Benchmarking Speech-to-Speech Translation Models
Title: Establishing Standards for Speech-to-Speech Translation Model Evaluation
Abstract:
While Speech-to-Speech Translation (S2ST) has seen rapid technological progress, the field currently suffers from a lack of standardized offline evaluation protocols. Existing studies often utilize disjoint sets of metrics, which makes direct comparison between different systems difficult or impossible. To address this, we present COMPASS, a comprehensive and reproducible benchmarking framework that consolidates 46 distinct metrics spanning eight evaluation dimensions. We applied this framework to analyze 1,248 configurations combining various models and languages, drawn from the FLEURS and CVSS datasets. This analysis covers both cascaded and end-to-end architectures across ten language pairs.
Our findings reveal that different architectural approaches possess distinct advantages. The performance gap between the best and worst systems exceeds 30% in areas such as naturalness and speaker preservation, whereas differences in translation quality are relatively minor, often differing by only a few points. Consequently, relying on a single metric leads to a systematic misrepresentation of overall system quality. By employing correlation filtering, we streamlined the 46 metrics down to 10 per direction. Notably, three evaluation axes necessitate different metrics depending on the translation direction (for instance, using TER/UTMOS versus ChrF++/NISQA-MOS). This reduced subset maintains ranking integrity (Spearman's $\rho > 0.80$) while reducing evaluation time by approximately 2.5 times.

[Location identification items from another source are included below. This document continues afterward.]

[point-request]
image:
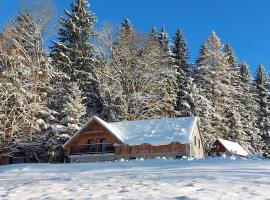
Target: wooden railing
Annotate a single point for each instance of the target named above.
(97, 148)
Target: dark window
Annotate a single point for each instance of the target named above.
(104, 144)
(91, 146)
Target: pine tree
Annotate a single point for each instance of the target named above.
(185, 103)
(163, 38)
(263, 116)
(74, 109)
(73, 54)
(235, 110)
(203, 105)
(25, 82)
(249, 111)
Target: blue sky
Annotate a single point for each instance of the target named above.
(245, 24)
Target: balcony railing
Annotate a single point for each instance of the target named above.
(97, 148)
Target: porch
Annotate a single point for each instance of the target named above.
(97, 148)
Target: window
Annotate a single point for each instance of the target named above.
(104, 144)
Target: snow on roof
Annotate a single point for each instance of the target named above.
(155, 131)
(233, 147)
(152, 131)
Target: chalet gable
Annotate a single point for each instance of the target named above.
(151, 131)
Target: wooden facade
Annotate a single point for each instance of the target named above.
(227, 147)
(95, 142)
(217, 149)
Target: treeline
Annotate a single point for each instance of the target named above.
(121, 74)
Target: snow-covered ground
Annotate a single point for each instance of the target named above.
(155, 179)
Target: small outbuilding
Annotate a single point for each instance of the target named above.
(224, 146)
(98, 140)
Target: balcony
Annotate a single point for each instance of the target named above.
(97, 148)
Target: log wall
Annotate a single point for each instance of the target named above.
(145, 149)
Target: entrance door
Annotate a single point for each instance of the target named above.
(104, 144)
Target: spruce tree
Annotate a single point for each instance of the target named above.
(163, 38)
(233, 114)
(263, 112)
(185, 103)
(74, 109)
(203, 106)
(73, 54)
(250, 107)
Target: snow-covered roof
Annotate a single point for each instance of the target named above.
(152, 131)
(233, 147)
(156, 131)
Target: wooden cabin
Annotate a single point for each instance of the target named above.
(227, 147)
(98, 140)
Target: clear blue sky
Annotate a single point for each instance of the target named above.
(245, 24)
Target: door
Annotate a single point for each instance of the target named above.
(104, 144)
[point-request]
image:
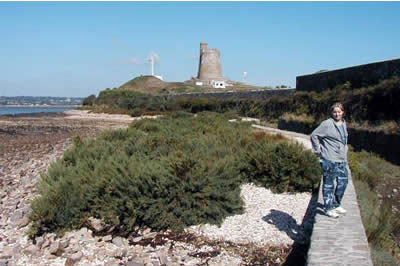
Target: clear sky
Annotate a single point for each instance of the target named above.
(81, 48)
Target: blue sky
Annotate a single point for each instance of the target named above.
(81, 48)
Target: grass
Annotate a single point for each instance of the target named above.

Furthermore, human validation studies conducted across dubbing, podcast, and medical contexts demonstrated that generic Mean Opinion Score (MOS) predictors are ineffective at forecasting listener preference. In contrast, domain-specific top-tier metrics showed strong alignment with human judgment ($\rho \geq 0.90$). We make COMPASS available as a foundational tool for conducting domain-aware evaluation in S2ST research.